Taglio parlamentari: Baggio (Sophia), “le cause della crisi dei politici non vengono toccate”

“Il provvedimento relativo al taglio dei parlamentari – votato obtorto collo da alcune forze politiche – non è un danno enorme in sé. Ma avere meno collegi elettorali e molto più grandi rispetto agli attuali crea forti ostacoli alla rappresentatività, cioè alla possibilità per i cittadini di sentirsi rappresentati”. Lo afferma Antonio Maria Baggio, docente di Filosofia politica all’Istituto universitario “Sophia” di Loppiano, commentando in un’intervista al Sir l’approvazione della riforma costituzionale relativa al taglio del numero di parlamentari. Un provvedimento che “ha trovato un forte consenso popolare perché nasce da una rivolta dell’opinione pubblica nei confronti dei parlamentari genericamente intesi”, spiega Baggio. Una rivolta contro la “casta” motivata da “un senso di rifiuto generato dall’impressione di corruzione generalizzata – e purtroppo i casi ci sono stati e anche gravi – a cui si aggiunge la perdita di ruolo dei parlamentari per via di una politica personalistica e personalizzata nella quale sembrava che a decidere fosse soltanto il capo del partito e i parlamentari fossero meri esecutori”.

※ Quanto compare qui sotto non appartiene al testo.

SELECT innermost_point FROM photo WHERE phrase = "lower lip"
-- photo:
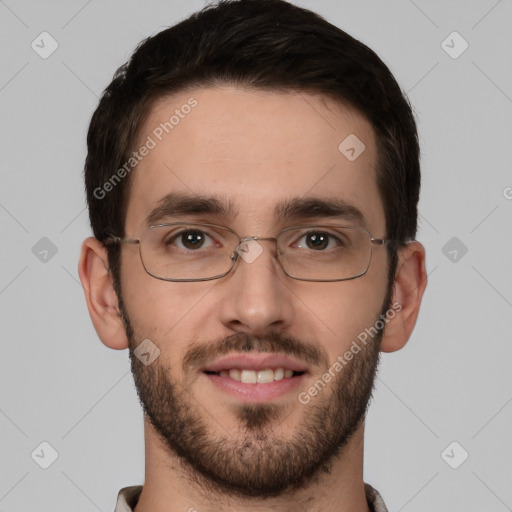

Secondo il docente, la riforma “non raggiungerà gli effetti che vengono dichiarati in termini di risparmio, che è ridicolo in confronto alle cifre di cui ci sarebbe bisogno”. “E le cause della crisi dei rappresentanti politici – osserva – non vengono affatto toccate dal ridurre il loro numero”. Per Baggio, “se avanzano idee che vogliono una limitazione della libertà del parlamentare, superando il ‘senza vincolo di mandato’ e facendo diventare il parlamentare un portavoce e quindi un delegato privato, allora l’antipolitica uccide la politica”.